Australian killer kangaroo and demon duck fossils discovered


This is a video about Australia, 23.5 million years ago.

From ABC in Australia:

July 12, 2006

Fossil dig uncovers ‘killer’ kangaroos

By Melanie Christiansen for The World Today

A group of paleontologists say weird flesh-eating, galloping kangaroos once inhabited parts of Australia.

The team from the University of New South Wales says its latest dig at the Riversleigh fossil fields in north-west Queensland has uncovered new evidence of the ancient kangaroo, along with a creature they describe as the “demon duck of doom“.

The team says the two-week expedition has found fossilised remains from at least 20 previously unknown species.

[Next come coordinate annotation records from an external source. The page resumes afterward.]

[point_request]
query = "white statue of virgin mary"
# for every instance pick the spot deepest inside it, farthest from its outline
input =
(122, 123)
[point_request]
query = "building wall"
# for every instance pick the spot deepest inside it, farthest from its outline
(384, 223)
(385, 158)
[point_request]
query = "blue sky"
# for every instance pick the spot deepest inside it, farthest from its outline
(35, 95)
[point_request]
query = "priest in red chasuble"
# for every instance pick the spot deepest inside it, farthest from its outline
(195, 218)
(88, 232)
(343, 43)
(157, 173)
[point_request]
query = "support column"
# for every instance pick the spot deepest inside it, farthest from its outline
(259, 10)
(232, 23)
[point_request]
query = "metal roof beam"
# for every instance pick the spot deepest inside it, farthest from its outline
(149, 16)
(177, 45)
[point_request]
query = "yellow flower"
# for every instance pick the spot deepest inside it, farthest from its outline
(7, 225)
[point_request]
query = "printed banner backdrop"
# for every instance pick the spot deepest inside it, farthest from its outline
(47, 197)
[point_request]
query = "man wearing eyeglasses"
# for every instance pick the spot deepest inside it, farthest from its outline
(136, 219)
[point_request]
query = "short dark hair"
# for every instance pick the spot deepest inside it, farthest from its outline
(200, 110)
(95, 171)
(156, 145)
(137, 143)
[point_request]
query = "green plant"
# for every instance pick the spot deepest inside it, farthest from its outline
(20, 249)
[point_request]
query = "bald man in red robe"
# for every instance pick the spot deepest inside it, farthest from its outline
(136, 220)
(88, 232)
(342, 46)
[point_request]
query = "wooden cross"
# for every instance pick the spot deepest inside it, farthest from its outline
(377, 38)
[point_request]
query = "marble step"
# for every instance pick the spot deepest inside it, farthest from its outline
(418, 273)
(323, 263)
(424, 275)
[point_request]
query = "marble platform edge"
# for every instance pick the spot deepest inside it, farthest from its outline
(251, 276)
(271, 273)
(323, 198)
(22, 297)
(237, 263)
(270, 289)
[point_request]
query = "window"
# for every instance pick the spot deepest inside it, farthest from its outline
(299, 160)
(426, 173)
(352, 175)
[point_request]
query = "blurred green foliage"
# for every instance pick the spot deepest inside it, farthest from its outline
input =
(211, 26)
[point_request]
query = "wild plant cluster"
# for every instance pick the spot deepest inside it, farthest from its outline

Professor Mike Archer, the Dean of Science at the University of New South Wales, says the kangaroo lived in the Riversleigh region somewhere between 10 million and 20 million years ago.

He says marsupials would not look like anything we recognise today.

“Because they didn’t hop, these were galloping kangaroo, with big powerful forelimbs, some of them had long canines like wolves,” he said.

“You could have been looking for Skippy but you would not have seen Skippy, you might have found his ancestor, who ended up eating you while you looked for the normal kangaroo.”

Also on the dig was Dr Sue Hand, a vertebrate paleontologist who has given the flesh-eating kangaroos her own description.

“This group of animals we affectionately call killer kangaroos; well muscled in teeth, not for grazing, these things had slicing crests that could have crunched through bone and sliced off flesh,” she said.

‘Demon duck’

Dr Hand says the latest fossil discoveries show that the killer kangaroos were not the only frightening creature around 10 million years ago.

“Very big bird … more like ducks, earned the name demon ducks of doom, some at least may have been carnivorous as well,” she said.

The team will now begin a detailed study of the fossils they have brought back to learn as much as they can about the previously unknown species, and how they were affected by changing climates.

Dr Hand says it is fascinating work.

“It is a wonderful time to be a paleontogolist [sic] in Australia, wonderful time to be working on these great deposits.”

Australia: Simpson desert marsupial mole: here.

New mountain brushtail opossum species discovered: here.

Australian Pleistocene megafauna: here.

How did Australian megafauna become extinct? See here.

Fossil is grandfather of kangaroo family: here.

Kangaroo evolution: here.

Descriptions and phylogenetic relationships of two new genera and four new species of Oligo-Miocene waterfowl (Aves: Anatidae) from Australia: here.

7 thoughts on “Australian killer kangaroo and demon duck fossils discovered

  1. Giant lions and kangaroos once roamed Australia
    Wed Jan 24, 2007 9:22pm ET138

    By Rob Taylor

    CANBERRA (Reuters) – Marsupial lions, kangaroos as tall as trucks and wombats the size of a rhinoceros roamed Australia’s outback before being killed off by fires lit by arriving humans, scientists said on Thursday.

    The giant animals lived in the arid Nullarbor Desert around 400,000 years ago, but died out around 50,000 years ago, relatively shortly after the arrival of human settlers, according to new fossil skeletons found in caves.

    Fossilized remains were uncovered almost intact in a series of three deep caves in the center of the Nullarbor desert — east of the west coast city of Perth — in October 2002. “Three subsequent expeditions produced hundreds of fossils so well-preserved that they constitute a veritable “Rosetta Stone for Ice-Age Australia”, expedition leader Gavin Prideaux said of the find, detailed in the latest edition of the journal Nature.

    The team discovered 69 species of mammals, birds and reptiles, including eight new species of kangaroo, some standing up to 3 meters (9 feet) tall.

    Protected from wind and rain, and undisturbed due to their remote location, the remains of the mega-beasts are in near-perfect condition, including the first-ever complete skeleton of a marsupial lion, Thylacoleo carnifex.

    “Unwary animals bounding around in the case of kangaroos, or running around in the case of marsupial lions and wombats, fell down these holes, as presumably most were nocturnal. It’s very difficult to see a small opening on a flat surface at night,” Prideaux said.

    Research into the fossils challenges recent claims that Australia’s megafauna were killed off by climate change, pointing the finger instead at fires, probably lit by the first human settlers who transformed the fragile landscape.

    The lands inhabited by the megafauna once supported flowers, tall trees and shrubs. But isotopes extracted from skeletal enamels show the climate was hot and arid, similar to today.

    The plants, the scientists said, were highly sensitive to so-called fire-stick farming, where lands were deliberately cleared by fires to encourage re-growth.

    “Australian megafauna could take all that nature could throw at them for half-a-million years, without succumbing,” said Richard Roberts, a geochronologist at the University of Wollongong. “It was only when people arrived that they vanished.”